Today, it is not novel to run a workload in Kubernetes. The big wave of initial workloads being placed on Kubernetes or the re-tooling of existing Kubernetes workloads e.g. embracing a Service Mesh where there was not one before has started to dial down. Greenfield Kubernetes development as templates and archetypes are much stronger for development resources to consume. As in any platform, there are folks who are happy with your templating and folks who need a bespoke solution.
Kubernetes is ironically homogeneous and heterogeneous at the same time. YAML and Go are the defacto languages in Kubernetes. But depending on the combination of YAML and Go, your workloads can be described and run in heterogeneous fashions from other workloads.
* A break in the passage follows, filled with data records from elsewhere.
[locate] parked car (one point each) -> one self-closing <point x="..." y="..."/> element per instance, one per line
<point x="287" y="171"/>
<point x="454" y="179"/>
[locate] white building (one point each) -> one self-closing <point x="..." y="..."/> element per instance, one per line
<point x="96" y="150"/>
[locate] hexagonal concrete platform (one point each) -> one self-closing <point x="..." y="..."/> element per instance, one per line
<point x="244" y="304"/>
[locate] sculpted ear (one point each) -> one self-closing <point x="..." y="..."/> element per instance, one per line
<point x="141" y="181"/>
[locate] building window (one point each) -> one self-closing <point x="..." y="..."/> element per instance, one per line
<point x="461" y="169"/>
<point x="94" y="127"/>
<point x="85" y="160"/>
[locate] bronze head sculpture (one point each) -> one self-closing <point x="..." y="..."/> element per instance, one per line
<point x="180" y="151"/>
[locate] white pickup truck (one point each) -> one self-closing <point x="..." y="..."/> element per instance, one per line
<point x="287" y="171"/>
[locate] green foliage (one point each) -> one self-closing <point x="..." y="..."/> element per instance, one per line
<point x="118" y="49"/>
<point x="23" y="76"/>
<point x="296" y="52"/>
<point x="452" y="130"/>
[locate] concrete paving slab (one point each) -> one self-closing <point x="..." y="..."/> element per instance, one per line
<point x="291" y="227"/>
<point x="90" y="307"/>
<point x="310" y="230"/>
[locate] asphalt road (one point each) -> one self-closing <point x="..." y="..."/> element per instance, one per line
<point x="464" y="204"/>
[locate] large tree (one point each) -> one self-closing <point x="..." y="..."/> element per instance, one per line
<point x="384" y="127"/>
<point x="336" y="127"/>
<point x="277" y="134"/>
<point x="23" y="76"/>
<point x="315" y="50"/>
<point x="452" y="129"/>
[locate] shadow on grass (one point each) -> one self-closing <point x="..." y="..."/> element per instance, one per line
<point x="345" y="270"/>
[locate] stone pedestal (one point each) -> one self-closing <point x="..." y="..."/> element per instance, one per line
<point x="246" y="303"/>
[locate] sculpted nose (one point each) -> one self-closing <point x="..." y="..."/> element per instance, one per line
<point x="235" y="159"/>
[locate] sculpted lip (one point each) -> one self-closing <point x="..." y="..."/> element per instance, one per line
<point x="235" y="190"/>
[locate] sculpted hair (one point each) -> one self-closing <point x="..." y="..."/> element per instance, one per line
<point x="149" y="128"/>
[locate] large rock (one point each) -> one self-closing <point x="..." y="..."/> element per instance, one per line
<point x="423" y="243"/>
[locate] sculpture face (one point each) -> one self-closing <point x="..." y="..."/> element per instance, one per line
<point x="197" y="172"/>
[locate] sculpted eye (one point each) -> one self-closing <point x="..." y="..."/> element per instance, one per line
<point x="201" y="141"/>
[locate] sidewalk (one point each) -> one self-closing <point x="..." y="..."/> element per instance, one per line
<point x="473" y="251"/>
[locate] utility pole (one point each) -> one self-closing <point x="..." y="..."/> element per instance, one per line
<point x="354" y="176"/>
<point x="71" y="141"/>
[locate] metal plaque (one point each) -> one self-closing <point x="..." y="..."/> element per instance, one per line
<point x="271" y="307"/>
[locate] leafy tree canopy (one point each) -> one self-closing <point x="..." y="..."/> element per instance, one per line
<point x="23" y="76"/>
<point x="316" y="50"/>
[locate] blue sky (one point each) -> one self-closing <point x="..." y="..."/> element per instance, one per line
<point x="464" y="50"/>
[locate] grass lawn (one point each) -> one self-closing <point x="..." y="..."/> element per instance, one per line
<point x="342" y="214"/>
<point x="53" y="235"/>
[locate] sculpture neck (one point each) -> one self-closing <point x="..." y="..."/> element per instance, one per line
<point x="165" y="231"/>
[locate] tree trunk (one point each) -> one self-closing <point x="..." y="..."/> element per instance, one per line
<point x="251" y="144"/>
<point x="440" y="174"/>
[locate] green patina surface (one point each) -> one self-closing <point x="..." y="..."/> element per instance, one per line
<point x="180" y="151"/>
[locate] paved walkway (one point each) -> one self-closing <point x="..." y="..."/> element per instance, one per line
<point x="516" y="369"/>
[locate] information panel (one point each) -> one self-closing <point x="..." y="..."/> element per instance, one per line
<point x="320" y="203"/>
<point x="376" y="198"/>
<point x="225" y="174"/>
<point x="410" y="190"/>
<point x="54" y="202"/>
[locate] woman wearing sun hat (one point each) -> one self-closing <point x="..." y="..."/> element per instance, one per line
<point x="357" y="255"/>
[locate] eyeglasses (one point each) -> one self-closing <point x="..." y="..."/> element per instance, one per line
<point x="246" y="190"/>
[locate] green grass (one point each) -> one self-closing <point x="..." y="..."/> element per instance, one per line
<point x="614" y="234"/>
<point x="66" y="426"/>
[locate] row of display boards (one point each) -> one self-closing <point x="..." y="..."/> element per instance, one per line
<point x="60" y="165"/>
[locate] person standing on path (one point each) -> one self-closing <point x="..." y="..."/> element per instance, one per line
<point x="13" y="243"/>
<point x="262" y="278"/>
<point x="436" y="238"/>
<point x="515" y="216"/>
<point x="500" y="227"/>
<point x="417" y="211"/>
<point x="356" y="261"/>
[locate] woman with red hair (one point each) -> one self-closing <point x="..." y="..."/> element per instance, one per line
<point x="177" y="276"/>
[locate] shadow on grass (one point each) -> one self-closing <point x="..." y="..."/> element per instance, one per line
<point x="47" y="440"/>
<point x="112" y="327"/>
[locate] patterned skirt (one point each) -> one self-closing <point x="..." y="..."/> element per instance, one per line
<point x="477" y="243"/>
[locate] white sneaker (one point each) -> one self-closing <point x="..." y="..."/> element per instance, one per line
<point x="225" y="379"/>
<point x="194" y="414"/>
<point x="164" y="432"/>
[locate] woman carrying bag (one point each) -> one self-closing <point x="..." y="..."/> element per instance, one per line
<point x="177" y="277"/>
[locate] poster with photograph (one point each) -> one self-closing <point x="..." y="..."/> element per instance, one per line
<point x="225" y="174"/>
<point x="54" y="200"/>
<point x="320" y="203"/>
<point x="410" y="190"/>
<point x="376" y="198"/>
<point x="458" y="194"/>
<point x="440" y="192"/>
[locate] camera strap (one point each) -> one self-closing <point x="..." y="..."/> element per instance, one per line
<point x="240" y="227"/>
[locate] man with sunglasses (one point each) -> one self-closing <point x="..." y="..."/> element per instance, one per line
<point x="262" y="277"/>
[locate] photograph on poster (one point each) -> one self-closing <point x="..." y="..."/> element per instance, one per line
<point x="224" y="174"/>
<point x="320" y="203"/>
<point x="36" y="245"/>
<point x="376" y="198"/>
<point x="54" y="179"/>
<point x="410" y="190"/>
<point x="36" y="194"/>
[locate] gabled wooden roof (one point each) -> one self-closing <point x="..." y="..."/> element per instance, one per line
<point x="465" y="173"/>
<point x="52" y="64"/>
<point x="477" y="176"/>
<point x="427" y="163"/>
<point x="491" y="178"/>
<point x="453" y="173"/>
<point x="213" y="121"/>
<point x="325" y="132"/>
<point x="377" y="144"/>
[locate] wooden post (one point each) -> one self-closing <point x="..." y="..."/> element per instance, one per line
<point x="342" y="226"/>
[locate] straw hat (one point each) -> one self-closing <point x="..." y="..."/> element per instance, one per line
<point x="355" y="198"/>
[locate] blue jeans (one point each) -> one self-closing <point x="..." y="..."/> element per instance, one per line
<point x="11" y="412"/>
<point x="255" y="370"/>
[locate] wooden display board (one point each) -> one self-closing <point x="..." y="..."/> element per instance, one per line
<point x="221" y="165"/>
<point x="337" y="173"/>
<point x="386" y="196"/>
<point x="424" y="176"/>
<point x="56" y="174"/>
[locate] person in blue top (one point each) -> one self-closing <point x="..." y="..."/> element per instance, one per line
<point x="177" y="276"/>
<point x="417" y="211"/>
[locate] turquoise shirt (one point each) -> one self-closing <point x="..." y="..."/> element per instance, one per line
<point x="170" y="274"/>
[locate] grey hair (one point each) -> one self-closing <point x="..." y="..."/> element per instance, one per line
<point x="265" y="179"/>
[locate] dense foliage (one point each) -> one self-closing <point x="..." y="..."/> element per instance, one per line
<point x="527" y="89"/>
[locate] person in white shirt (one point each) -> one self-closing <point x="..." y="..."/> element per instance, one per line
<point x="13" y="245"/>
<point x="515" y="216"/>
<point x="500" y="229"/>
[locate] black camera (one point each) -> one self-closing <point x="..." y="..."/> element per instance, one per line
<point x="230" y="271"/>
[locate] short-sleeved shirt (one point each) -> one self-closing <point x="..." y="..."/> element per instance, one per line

Those shift-left decisions that make the workloads heterogeneous are exactly the areas that need coverage as expertise eventually leaves.
Keeping track of (and hopefully enforcing) shift left decisions
Core areas of infrastructure that was managed by infrastructure teams are now showing up as Kubernetes manifests. Networking configurations are now described in Service Mesh manifests and storage configurations are now described in CSI manifests. As the constant march of shifting left continues to occur, sometimes with the ethos of self-service, why engineers made those shift-left/self-service decisions can be troublesome. Re-iterating the adage that software ages like milk and not like wine, a not-insignificant chunk of the application distribution and dependencies are most likely open source. For most of us, we will not have contributor-level resources in every open source project that we consume.
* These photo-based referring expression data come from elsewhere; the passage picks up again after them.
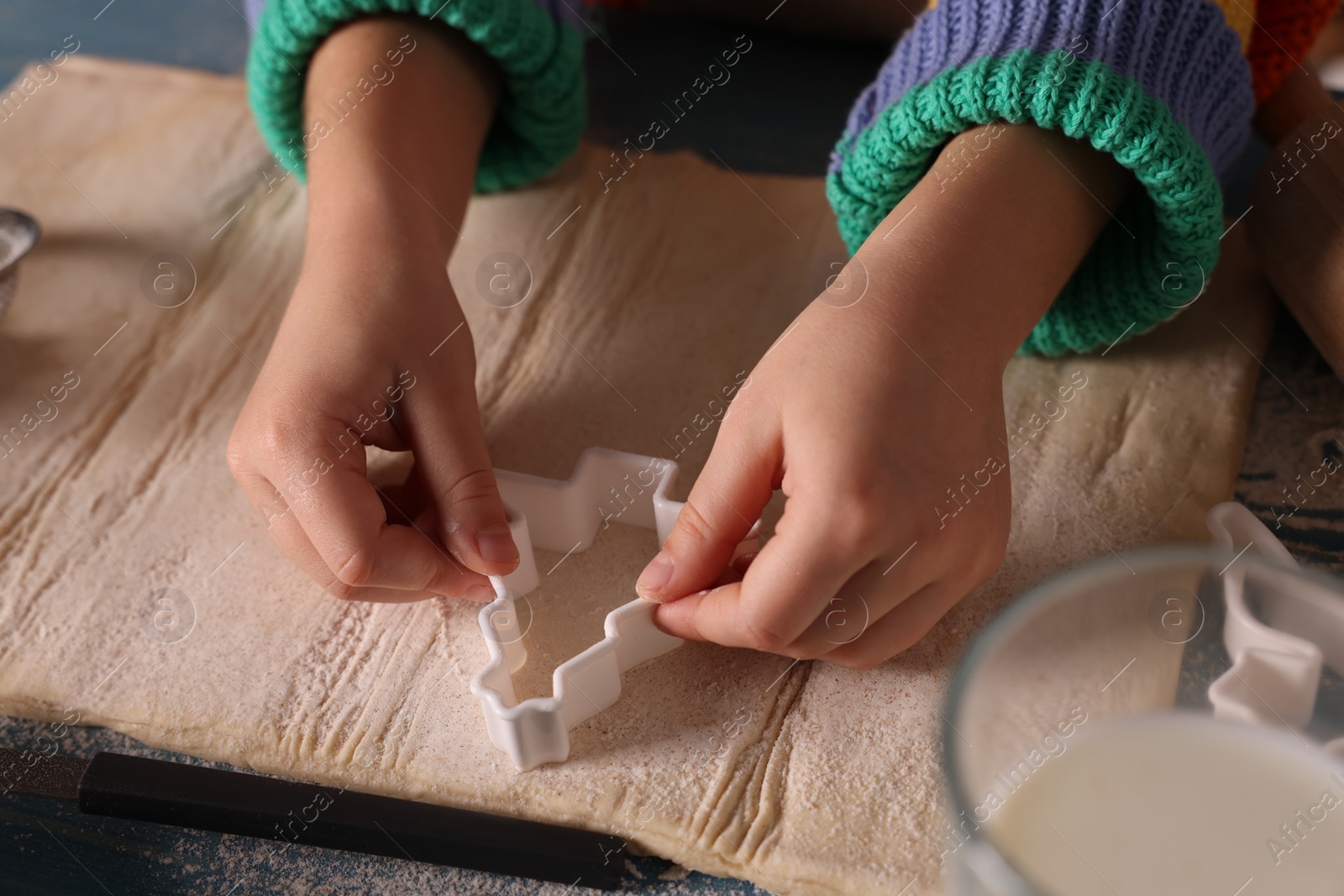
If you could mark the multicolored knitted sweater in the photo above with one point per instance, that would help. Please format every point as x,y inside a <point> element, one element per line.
<point>1166,86</point>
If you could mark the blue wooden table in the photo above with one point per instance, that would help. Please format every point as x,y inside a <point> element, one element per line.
<point>783,117</point>
<point>784,114</point>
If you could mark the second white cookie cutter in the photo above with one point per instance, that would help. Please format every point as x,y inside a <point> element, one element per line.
<point>606,486</point>
<point>1277,664</point>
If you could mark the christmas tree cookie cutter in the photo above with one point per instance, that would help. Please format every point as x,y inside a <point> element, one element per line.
<point>606,486</point>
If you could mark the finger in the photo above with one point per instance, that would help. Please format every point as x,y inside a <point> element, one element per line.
<point>293,542</point>
<point>867,597</point>
<point>900,629</point>
<point>342,515</point>
<point>784,590</point>
<point>445,430</point>
<point>725,503</point>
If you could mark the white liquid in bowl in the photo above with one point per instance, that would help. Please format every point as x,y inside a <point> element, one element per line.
<point>1179,804</point>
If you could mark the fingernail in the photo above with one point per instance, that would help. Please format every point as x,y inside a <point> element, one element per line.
<point>496,543</point>
<point>655,575</point>
<point>480,594</point>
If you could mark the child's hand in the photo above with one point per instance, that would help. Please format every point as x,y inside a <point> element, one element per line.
<point>867,416</point>
<point>374,347</point>
<point>866,443</point>
<point>351,364</point>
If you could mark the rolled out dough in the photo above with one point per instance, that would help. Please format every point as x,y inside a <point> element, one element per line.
<point>648,300</point>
Infrastructure-as-Code [IaCs] and the vast amount of configuration-as-code are sources of truth, especially if you subscribe to a GitOps model in delivering Kubernetes workloads. Like anything in the platform engineering world, if you had one and only one service, this would be easy. An oversimplified answer to designing platforms to eventually support legacy Kubernetes workloads e.g when expertise leaves are designing platforms that keep track of the shift-left / non-functional decisions to the applications.
Here are common items of shift-left decisions to keep track of / enforce.
- Image [container] choices - Taking a page out of manufacturing, bill-of-material management e.g. SBOM [Software Bill of Material] is crucial to finding what dependencies are inside your organization. This is especially helpful when a new vulnerability occurs, like Log4Shell. Also, basic pillars of having a sanitary registry stance; images are coming from an organizational registry vs the public.
- Networking policy choices - Going back to if there was one and only one service, blocking a specific port like 6443 [this is the default Kubernetes API port] would be easy enough. Though with the rise of microservices and the ease of on-boarding workloads to Kubernetes, there can be lots of workloads to keep track of. Understanding the communication posture of the services is key.
- Container storage choices - Not to be lost in the “who made this Persistent Volume Claim”, tying a workload or application to a PVC is helpful. Remember those orphan AWS EC2 EBS instances? They appear in K8s also.
With those major pillars being kept track of, being able to react when there is a security or resilience incident becomes easier to pinpoint the proverbial needle in a haystack.